The BBC’s other proposals include:
– Asian Network, currently produced in both Birmingham and London, will be consolidated into one base in Birmingham
– A news data journalism team will move to Birmingham while Radio 1 Newsbeat will be presented from the city
– Learning hubs will be establish to provide face-to-face training and support members of the public
– An apprentice academy will be created, working with the West Midlands Combined Authority. Apprentices will learn skills to work in other organisations not just the BBC
– BBC Three will launch a documentary opportunity for producers to tell original West Midlands stories
– Regional BBC One HD services will launch, making West Midlands content available on HD for the first time
– A new peak-time local radio service in Wolverhampton
Birmingham and the West Midlands will also benefit from nationwide plans to ensure spending and programme-making is focused less on London, with at least 60 per cent of its network TV budget for commissioning programmes outside the capital.
This will be up from 50 per cent now.
Head of strategy Gautam Rangarajan said: “We would expect Birmingham to be a really important part of our 60 per cent increase in TV. We certainly expect some prime time entertainment and dramas to come from Birmingham. We’ve got stuff in development there already.”
West Midlands Mayor Andy Street welcomed the move, saying: “Today is a landmark day for the BBC and the West Midlands.
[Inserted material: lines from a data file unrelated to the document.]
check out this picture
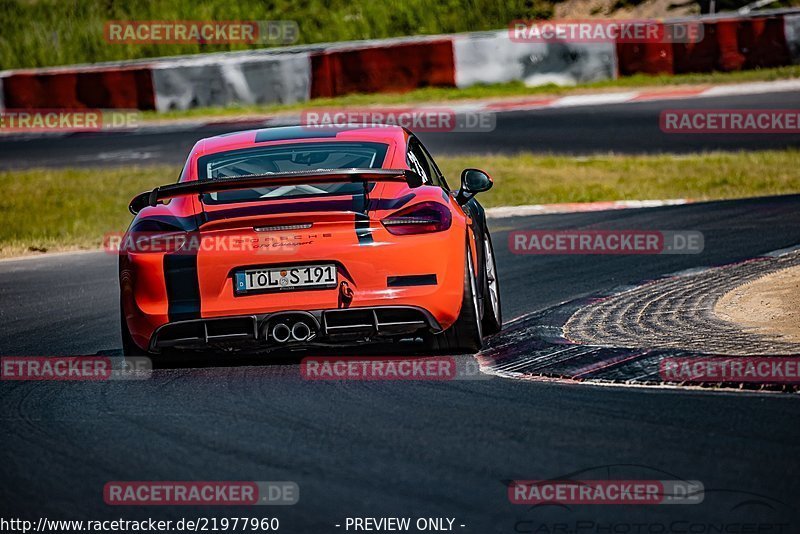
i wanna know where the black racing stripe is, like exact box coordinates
[355,212,373,245]
[164,253,201,322]
[379,192,416,211]
[387,274,437,287]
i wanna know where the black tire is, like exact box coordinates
[425,246,483,353]
[480,232,503,335]
[120,305,150,356]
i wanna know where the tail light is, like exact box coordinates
[381,202,452,235]
[116,220,190,254]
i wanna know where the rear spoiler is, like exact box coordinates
[129,168,423,214]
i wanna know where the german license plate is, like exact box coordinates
[234,264,337,294]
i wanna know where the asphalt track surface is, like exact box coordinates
[2,195,800,530]
[1,91,800,169]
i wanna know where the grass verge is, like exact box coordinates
[1,150,798,258]
[1,0,556,69]
[145,66,800,122]
[5,0,800,69]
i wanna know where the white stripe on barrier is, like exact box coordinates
[453,30,617,89]
[485,199,690,219]
[784,13,800,63]
[152,53,311,112]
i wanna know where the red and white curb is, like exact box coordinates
[485,199,690,219]
[472,78,800,113]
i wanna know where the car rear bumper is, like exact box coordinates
[122,223,468,352]
[148,305,442,352]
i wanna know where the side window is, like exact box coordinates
[407,139,432,185]
[417,140,450,191]
[407,137,451,189]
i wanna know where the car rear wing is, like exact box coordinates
[128,168,424,214]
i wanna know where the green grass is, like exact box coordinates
[2,150,798,258]
[0,166,172,257]
[3,0,799,71]
[144,65,800,122]
[436,150,800,206]
[0,0,554,69]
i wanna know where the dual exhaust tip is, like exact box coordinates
[270,320,313,343]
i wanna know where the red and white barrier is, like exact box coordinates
[1,9,798,112]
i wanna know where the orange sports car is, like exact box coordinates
[119,125,501,355]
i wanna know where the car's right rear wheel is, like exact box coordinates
[425,246,483,353]
[481,233,502,335]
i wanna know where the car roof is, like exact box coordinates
[197,124,410,155]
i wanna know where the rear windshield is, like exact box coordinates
[197,141,389,205]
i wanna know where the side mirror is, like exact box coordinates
[129,191,151,215]
[457,168,493,204]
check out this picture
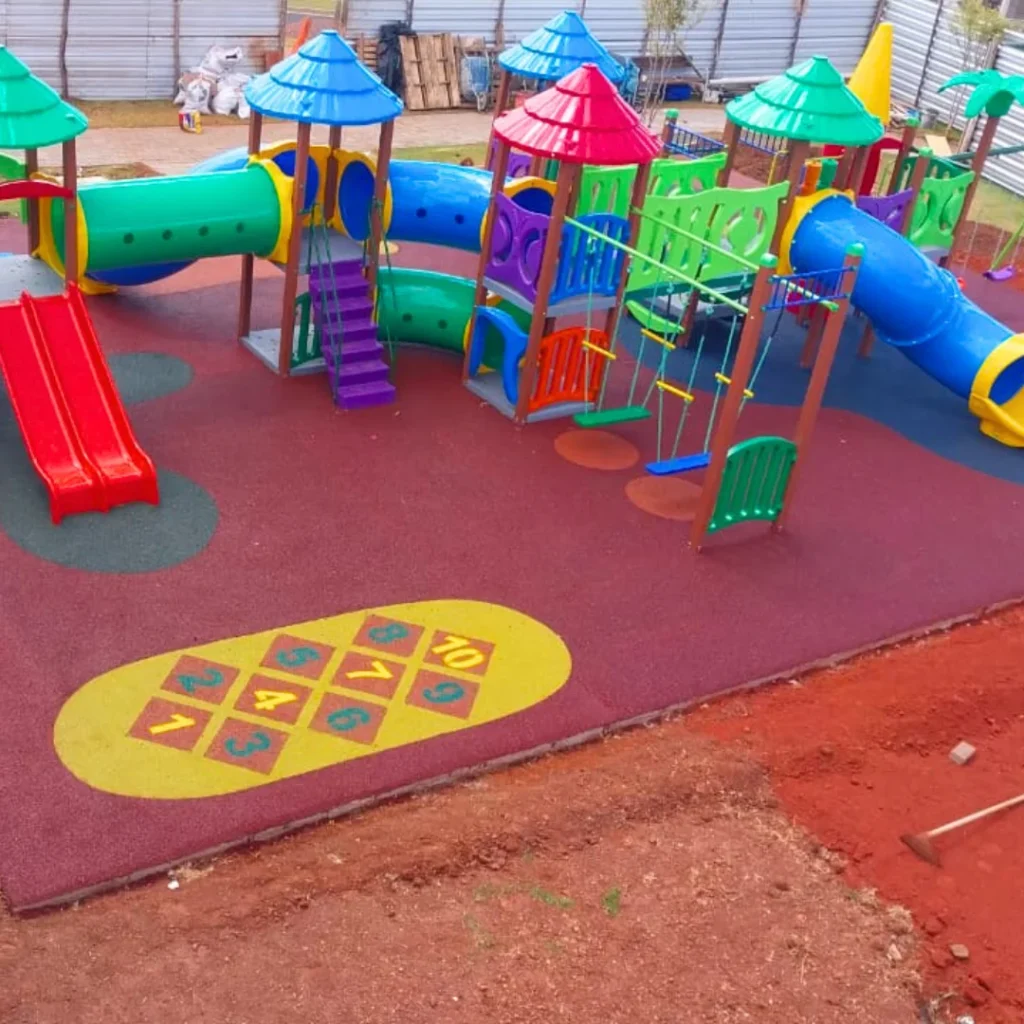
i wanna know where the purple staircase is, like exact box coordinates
[308,258,395,410]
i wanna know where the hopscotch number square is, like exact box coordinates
[421,631,495,677]
[129,697,213,751]
[204,718,290,774]
[351,614,423,658]
[161,655,239,706]
[406,668,480,720]
[233,674,312,725]
[309,693,386,746]
[332,651,406,700]
[261,634,336,680]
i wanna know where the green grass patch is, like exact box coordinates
[394,143,489,167]
[289,0,337,12]
[528,885,573,910]
[601,887,623,918]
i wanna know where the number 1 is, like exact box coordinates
[149,713,196,735]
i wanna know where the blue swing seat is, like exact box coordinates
[645,452,711,476]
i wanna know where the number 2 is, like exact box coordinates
[177,667,223,693]
[224,731,271,758]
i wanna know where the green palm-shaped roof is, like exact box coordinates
[940,69,1024,119]
[726,55,884,146]
[0,46,88,149]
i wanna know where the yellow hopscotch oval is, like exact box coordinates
[54,600,572,800]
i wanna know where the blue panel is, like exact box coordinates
[89,261,194,286]
[270,148,320,212]
[337,159,376,240]
[790,194,1013,399]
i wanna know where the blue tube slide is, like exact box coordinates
[790,193,1024,447]
[387,161,551,252]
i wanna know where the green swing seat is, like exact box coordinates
[573,406,652,428]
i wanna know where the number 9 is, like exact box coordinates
[423,681,465,704]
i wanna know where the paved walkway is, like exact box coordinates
[38,106,727,176]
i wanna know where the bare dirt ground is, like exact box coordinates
[6,605,1024,1023]
[1,722,922,1023]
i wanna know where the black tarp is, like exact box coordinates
[377,22,414,96]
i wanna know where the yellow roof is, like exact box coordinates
[848,21,892,126]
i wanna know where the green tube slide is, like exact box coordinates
[51,165,283,277]
[375,267,529,368]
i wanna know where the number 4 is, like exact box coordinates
[253,689,298,711]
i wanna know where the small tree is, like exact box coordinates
[641,0,712,124]
[947,0,1023,130]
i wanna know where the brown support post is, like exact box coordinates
[690,254,777,551]
[834,146,856,190]
[660,108,678,154]
[486,70,513,170]
[603,161,652,342]
[24,148,40,254]
[847,145,871,196]
[771,139,809,256]
[463,139,511,381]
[277,121,311,377]
[946,114,1000,268]
[513,161,581,423]
[799,303,827,368]
[367,118,395,297]
[237,111,264,342]
[323,124,343,223]
[775,245,863,531]
[678,287,700,348]
[61,139,78,286]
[899,144,932,242]
[716,119,739,187]
[857,321,876,359]
[887,115,919,195]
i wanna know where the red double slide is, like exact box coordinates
[0,286,159,523]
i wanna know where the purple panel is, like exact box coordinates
[856,189,914,232]
[485,192,549,305]
[488,138,532,179]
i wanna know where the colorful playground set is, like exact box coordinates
[2,14,1024,909]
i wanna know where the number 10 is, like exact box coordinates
[431,635,485,670]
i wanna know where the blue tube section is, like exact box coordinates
[388,161,494,251]
[790,194,1013,400]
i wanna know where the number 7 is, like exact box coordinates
[346,659,393,680]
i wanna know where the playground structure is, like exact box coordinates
[0,48,158,523]
[1,13,1022,541]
“For too long, our region has been under-represented within the corporation but working with the new director general Tim Davie over the last few months we are now beginning to put past problems right.
“The BBC’s commitment as part of our ground-breaking regional partnership is not just about jobs and buildings, it’s about ensuring that the voices and culture of the West Midlands are heard in BBC programming.”
The BBC’s plans also include ensuring at least half of network radio and music spend will be outside London by 2027/28, compared to less than 40 per cent today.
Flagship news programmes will be presented from across the UK, and many of the teams of journalists that work on them will be moved outside London such as Radio 4’s flagship radio news programmes, Today and PM, being presented from different UK locations.